With song titles like "Are We Really Through", "This Love Is Over" and "New York City's Killing Me", it's pretty obvious Ray LaMontagne's new album is not the shiny, happy, feel-good record of the summer. But it is still fantastic, heavy in country influences, slide guitar everywhere, banjo, harmonica and plenty of acoustics with his newly coined backing band, The Pariah Dogs.
Producing himself for the first time, LaMontagne and his band recorded this over two weeks at his Massachusetts home, and the live feel shines through. The Pariah Dogs are on full display in the fiery opener "Repo Man", with its shuffling groove and LaMontagne scalding a cheating lover asking "What makes you think I'm gonna take you back again?/I ain't your repo man". They break out the banjos for the mid-tempo "Old Before Your Time", while the album closer, "The Devil's In The Jukebox", is a honky tonk stomper, complete with harmonica and twangy electric and acoustic guitars.
However, the heart and soul of the album is contained within its five stunning ballads. LaMontagne's voice is already a national treasure and it is front and center on these tracks. He laments missing the country and getting out of the big city on the aptly titled "New York City's Killing Me" while slide guitars cry throughout the title cut.

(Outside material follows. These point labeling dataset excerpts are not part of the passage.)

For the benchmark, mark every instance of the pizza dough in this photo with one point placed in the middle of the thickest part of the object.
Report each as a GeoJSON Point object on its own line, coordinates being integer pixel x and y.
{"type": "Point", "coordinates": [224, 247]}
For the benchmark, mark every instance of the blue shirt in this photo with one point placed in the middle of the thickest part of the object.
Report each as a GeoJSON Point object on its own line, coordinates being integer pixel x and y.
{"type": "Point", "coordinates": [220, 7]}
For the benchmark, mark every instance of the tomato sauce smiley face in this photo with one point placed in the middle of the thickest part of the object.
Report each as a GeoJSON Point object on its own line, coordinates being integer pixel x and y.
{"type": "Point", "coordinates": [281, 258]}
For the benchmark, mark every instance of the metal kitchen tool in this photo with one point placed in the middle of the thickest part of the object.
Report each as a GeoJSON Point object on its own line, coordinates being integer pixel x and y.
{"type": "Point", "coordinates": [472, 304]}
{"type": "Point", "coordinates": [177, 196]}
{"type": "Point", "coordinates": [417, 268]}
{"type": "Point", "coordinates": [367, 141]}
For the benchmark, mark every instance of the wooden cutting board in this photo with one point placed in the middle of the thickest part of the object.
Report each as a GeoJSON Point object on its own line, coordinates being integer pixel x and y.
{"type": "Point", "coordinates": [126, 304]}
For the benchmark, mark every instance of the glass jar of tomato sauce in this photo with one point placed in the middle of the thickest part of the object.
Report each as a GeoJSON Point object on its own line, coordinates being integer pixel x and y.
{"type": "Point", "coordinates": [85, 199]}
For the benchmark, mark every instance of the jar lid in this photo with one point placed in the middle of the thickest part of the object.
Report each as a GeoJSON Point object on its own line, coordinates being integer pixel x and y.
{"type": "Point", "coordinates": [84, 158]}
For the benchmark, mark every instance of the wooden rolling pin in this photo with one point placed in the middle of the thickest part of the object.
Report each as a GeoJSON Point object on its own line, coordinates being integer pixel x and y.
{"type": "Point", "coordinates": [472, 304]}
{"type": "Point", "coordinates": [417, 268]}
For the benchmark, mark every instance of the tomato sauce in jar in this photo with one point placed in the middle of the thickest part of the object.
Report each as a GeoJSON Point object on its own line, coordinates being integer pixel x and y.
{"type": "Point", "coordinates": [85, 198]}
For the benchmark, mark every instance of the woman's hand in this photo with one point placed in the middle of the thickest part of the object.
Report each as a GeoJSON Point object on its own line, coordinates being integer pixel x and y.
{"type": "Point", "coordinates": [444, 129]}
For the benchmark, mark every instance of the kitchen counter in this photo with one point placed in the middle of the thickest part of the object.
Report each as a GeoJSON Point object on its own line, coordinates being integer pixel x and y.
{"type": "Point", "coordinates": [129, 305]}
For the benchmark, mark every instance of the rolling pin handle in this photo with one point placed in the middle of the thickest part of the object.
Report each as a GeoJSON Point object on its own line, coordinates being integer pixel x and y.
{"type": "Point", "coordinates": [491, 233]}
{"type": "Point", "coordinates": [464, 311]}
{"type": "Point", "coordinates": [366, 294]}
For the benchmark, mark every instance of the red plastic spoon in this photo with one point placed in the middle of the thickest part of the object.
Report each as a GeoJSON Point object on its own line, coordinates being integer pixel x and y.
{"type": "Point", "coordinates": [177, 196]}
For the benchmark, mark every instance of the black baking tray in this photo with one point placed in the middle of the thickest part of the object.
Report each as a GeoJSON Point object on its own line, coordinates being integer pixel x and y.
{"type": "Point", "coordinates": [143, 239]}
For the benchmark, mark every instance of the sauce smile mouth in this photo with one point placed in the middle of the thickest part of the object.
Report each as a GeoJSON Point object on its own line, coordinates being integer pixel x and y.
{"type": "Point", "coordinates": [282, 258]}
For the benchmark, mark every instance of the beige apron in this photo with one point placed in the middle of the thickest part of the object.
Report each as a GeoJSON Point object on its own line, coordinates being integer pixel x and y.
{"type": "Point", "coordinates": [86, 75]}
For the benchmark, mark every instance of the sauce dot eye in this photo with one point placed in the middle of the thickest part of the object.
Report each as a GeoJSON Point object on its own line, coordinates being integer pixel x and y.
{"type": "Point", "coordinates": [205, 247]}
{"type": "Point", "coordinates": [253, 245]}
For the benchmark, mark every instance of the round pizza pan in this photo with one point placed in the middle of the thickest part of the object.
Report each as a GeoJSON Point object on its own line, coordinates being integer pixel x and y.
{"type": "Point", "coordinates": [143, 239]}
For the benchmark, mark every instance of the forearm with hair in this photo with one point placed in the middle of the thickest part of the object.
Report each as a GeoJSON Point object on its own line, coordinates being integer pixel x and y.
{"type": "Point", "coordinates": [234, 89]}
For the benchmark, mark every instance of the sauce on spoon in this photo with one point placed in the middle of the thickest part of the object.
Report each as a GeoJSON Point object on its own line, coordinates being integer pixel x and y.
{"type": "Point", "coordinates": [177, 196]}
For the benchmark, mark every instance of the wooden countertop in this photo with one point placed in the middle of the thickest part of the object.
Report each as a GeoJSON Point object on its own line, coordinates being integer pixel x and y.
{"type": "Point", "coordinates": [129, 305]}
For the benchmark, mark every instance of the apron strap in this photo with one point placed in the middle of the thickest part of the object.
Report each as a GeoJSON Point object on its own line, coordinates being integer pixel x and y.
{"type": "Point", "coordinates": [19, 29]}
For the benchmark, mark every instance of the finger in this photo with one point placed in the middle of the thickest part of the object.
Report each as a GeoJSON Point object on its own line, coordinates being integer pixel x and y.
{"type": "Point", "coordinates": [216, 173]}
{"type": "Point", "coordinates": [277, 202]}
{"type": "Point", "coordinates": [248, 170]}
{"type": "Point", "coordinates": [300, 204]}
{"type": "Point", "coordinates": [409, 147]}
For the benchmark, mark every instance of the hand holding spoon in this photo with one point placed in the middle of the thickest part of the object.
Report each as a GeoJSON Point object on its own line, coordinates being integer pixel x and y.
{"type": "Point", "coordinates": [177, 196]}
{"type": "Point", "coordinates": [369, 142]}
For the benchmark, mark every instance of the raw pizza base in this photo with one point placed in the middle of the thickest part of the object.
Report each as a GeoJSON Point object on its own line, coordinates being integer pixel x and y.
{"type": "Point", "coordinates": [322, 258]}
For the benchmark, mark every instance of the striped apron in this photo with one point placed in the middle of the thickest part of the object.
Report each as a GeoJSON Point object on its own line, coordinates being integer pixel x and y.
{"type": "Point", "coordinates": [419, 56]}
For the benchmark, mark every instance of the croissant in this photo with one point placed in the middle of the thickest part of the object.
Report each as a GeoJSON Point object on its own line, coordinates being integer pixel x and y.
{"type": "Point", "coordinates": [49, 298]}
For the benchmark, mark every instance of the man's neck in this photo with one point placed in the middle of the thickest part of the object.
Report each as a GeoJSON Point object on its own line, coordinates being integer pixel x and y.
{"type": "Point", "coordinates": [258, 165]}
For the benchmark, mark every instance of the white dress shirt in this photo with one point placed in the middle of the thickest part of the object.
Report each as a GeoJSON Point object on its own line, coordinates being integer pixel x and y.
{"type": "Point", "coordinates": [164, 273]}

It is a different type of lament that dominates the remaining three ballads. The subject matter of "Are We Really Through" and "This Love Is Over" is self explanatory by their titles alone. LaMontagne delivers a heartbreaking vocal performance on the former with just acoustic guitar and bass underneath him for the majority of the track. "Are We Really Through" also boasts the album's prettiest melody. The latter is another acoustic based track, but lovely orchestration is added to the somber talk of the end of a relationship.
"Like Rock & Roll And Radio" may not sound like a sad ballad, but LaMontagne compares the disconnect and drifting apart in a relationship to radio's abandonment of a music genre by asking "Are we strangers now/like rock & roll and the radio?" Depressing subject matter? Maybe, but you've just found a number of good options for that end of summer break-up song to drown your sorrows in. An essential 2010 release.
"God Willin' & The Creek Don't Rise" was released in the U.S. August 17,2010 on RCA Records.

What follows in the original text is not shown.